Silencio

No siempre tengo cosas para escribir, porque son más las veces que tengo poco que decir. Entonces, por ejemplo, hoy, me pongo las zapatillas y salgo a caminar. Y antes o después llego al silencio con el fin de resistir al estruendo del mundo. Busco en la naturaleza algo que me diga lo indecible. «Todo habla», escribía Victor Hugo en Les Contemplations: el aire, la flor, una brizna de hierba. 
 

Qué ruidoso está el mes de junio. Ensordece.
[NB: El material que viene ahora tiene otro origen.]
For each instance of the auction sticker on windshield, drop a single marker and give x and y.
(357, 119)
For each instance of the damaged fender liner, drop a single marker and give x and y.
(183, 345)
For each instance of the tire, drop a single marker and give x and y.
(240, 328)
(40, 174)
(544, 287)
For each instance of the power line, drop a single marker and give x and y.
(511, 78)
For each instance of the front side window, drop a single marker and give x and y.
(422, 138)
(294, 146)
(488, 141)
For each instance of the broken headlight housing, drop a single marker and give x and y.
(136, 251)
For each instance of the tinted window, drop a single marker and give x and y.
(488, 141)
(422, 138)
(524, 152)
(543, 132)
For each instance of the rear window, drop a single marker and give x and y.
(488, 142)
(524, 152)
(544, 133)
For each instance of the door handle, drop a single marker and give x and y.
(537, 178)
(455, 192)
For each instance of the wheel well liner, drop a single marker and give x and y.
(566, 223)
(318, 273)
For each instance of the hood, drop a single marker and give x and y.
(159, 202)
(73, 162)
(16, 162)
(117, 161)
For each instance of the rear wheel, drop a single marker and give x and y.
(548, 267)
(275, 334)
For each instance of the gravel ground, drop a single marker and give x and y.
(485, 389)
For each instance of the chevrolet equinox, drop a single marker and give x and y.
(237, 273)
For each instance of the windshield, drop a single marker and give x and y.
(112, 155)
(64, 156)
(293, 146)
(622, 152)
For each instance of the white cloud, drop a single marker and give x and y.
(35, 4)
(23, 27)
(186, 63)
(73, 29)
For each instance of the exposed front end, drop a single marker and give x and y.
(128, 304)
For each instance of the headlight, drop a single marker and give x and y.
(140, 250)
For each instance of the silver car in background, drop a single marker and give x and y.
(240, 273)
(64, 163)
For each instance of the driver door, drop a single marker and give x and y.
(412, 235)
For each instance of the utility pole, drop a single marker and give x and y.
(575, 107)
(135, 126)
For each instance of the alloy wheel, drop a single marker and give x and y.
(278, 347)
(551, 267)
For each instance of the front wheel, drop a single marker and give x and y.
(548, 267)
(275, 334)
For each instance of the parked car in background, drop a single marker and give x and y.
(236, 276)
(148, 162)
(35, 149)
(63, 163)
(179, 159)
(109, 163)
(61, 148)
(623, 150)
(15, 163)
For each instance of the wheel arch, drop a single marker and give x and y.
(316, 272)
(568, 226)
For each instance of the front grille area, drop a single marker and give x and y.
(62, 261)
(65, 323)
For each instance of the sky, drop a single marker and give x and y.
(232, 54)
Entre las palabras y el silencio hay un vínculo en la naturaleza que resuena poderoso. También el vértigo de la página en blanco está impregnado de silencio. Es verdad, es bien cierta esa fascinación que los autores sentimos por lo callado, como si solo allí pudieran reverberar las palabras. Si se habla demasiado, se ahogan los pensamientos. Se diluyen los recuerdos:
 

Yo tenía un vestido celeste, fruncido al pecho, de tirantes. Lo llevaba puesto cuando falleció mi abuela. No la despedí. Como si cuando se tienen ocho años solo se pudiera anticipar la vida, como si presenciar a la muerte recogiendo a quien más se ama tuviera una edad estimada. Debió ser por eso que dormí y amanecí en casa de mi vecina; debió ser por eso que ella, peluquera de oficio, me dio la noticia marcando con peine de púas una raya al medio para separar mi pelo, negro y abundante, en dos regiones; debió ser por eso, por las coletas anudadas con fuerza, que lloré. 
 

No pasa un día que no la recuerde. Se llamaba Mercedes, mi abuela, tenía la cara arrugada, la frente muy ancha, un carácter grande y un cuerpo menudo. Me contó todos los cuentos que no podía leerme, era analfabeta. Y una excelente narradora. Mi primera contadora de historias sobrevivió a toda la vida que tenía detrás, a toda la vida que había en medio, al hambre y a la guerra, pero no sobrevivió a un cáncer, mientras anhelaba solo un sitio tranquilo para morir. 
 

La escucho. No sé cómo, pero la escucho si guardo silencio. 
 

Me habría gustado leerle Brooklyn Follies, novelón de Paul Auster, presentándole a su personaje, Nathan Glass, que sí sobrevivió a un cáncer y quiere permanecer en Brooklyn lo que le queda de su «ridícula vida». Así se inicia su lectura: «Estaba buscando un sitio tranquilo para morir. Alguien me recomendó Brooklyn (…)». Allí es donde piensa en escribir El libro del desvarío humano, contando lo que ocurre a su alrededor. 

 

Historias disparatadas y caprichosas de toda una red de personajes, «la espesa jungla de la vida». El ruido. Hasta que descubre Nathan que no ha llegado a Brooklyn para morir sino para vivir, que contar historias nos une y es una maravillosa defensa contra el dolor.
 

Releí esta cita, en el camino también la pensé: «La vida se metió por medio, dos años en el ejército, trabajo, matrimonio, responsabilidades familiares, necesidad de ganar cada vez más dinero, toda esa cagada que nos deja empantanados cuando no tenemos los cojones de luchar por lo que queremos, pero nunca perdí el interés por los libros. Leer era mi válvula de escape, mi desahogo y mi consuelo, mi estimulante preferido: leer por puro placer, por la hermosa quietud que te envuelve cuando resuenan en la cabeza las palabras de un autor».